00:18:21.440 You might use it in migration when Rails does not know how to create certain column types, such as geography type columns.
00:18:36.950 In this case, you would acquire a connection from the Active Record connection base to execute your SQL.
00:18:45.300 Another method can be using find_by_sql, but you must be cautious not to include unsanitized user input.
00:18:57.630 Using find_by_sql would return instantiated objects of the model type you've invoked.
00:19:04.480 For any data not specified in your parameters within your SQL, they return as virtual attributes on your model.
00:19:14.550 If you don’t know how to sanitize inputs, be careful: remember Bobby Tables?
00:19:27.050 You never know when little Bobby tables will show up in your application, so always sanitize your user inputs.
00:19:41.010 So, where do you go from here? There is obviously a lot to learn about SQL.

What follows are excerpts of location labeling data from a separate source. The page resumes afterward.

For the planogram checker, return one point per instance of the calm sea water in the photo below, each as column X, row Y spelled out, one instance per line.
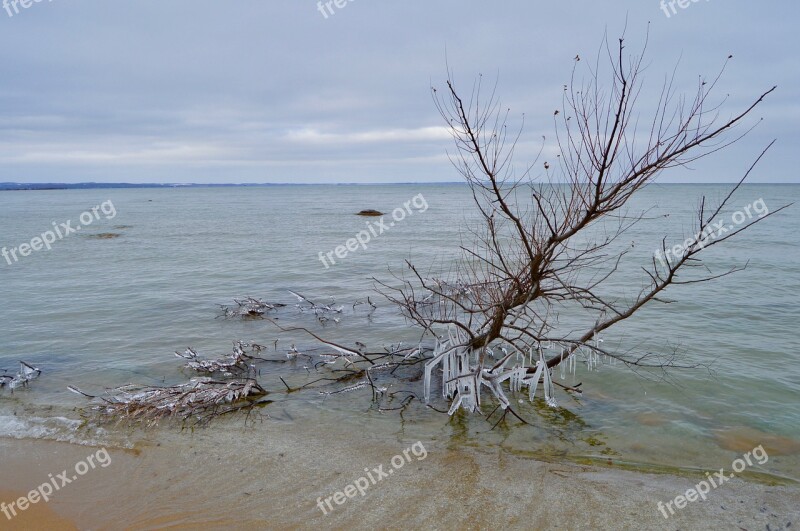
column 97, row 312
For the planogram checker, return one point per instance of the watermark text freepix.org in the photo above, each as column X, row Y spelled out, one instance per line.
column 45, row 490
column 326, row 7
column 363, row 237
column 8, row 5
column 713, row 231
column 60, row 230
column 668, row 6
column 373, row 476
column 701, row 490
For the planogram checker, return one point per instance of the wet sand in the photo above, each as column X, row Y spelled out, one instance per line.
column 240, row 478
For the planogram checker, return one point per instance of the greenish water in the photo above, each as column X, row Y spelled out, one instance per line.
column 96, row 312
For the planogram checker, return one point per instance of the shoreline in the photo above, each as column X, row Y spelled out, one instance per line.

00:19:52.510 If you don’t have a book on databases and SQL at your desk, pick one up. SQL doesn’t change much, so a good book will serve you well.
00:20:02.610 Check the documentation for your specific database to learn about features and aggregation functions.
00:20:15.390 Pair programming is the best way for a junior developer to level up quickly; working alongside senior developers exposes you to real-world problems.
00:20:31.260 If you don’t have an opportunity to pair in person, there are many online platforms to connect with others.
00:20:41.800 Remember to scour your logs for database queries, understand them, and run EXPLAIN to get insight into your application's performance.
00:20:55.370 The takeaway is to learn the native language of your database.
00:21:02.460 Understanding what Active Record does for you behind the scenes is crucial.
00:21:10.420 Use Active Record as a great tool, but know when to jump in and use the database directly.
00:21:18.190 You have many tools at your disposal; knowing when and how to use them is key.
00:21:29.380 Thank you very much! If you have questions, I’d be happy to take them; we have a couple of minutes.
00:21:57.170 Yes?
00:22:02.460 My recommendation is don't execute raw SQL from within your Rails app without knowing what you're doing.
00:22:15.160 There are a few different ways to do it. You can get a connection from Active Record’s connection base and execute raw SQL.
00:22:22.950 This is useful inside migrations, especially when you need to create specific types of columns.
00:22:31.850 Using find_by_sql is another way to incorporate raw SQL, but be careful to avoid user data.
00:22:41.950 Using find_by_sql allows for returning instantiated objects.
00:22:48.600 These objects will have virtual attributes based on what you specify in your SQL.
00:22:56.370 Are there any other questions?
00:23:04.880 I don’t have a specific example for when table rewrites are necessary.
00:23:12.400 With any migration, you should be cautious to ensure your application remains stable.
00:23:20.670 For example, in Postgres, creating indexes concurrently is one way since Rails doesn’t usually support this.
00:23:31.260 You can build your migration by hand that utilizes this feature.
00:23:36.350 Does anyone have any additional questions?
00:23:45.550 It's not necessarily faster to write SQL directly; Active Record usually does the right thing.
00:23:55.450 You can observe this when looking at how your application operates.
00:24:06.250 Active Record translates your commands directly into SQL queries executed against the database.
00:24:15.730 In some scenarios, stepping in with raw SQL will provide better efficiency.
00:24:24.790 The key is to observe what Active Record does and learn from it. Thank you all!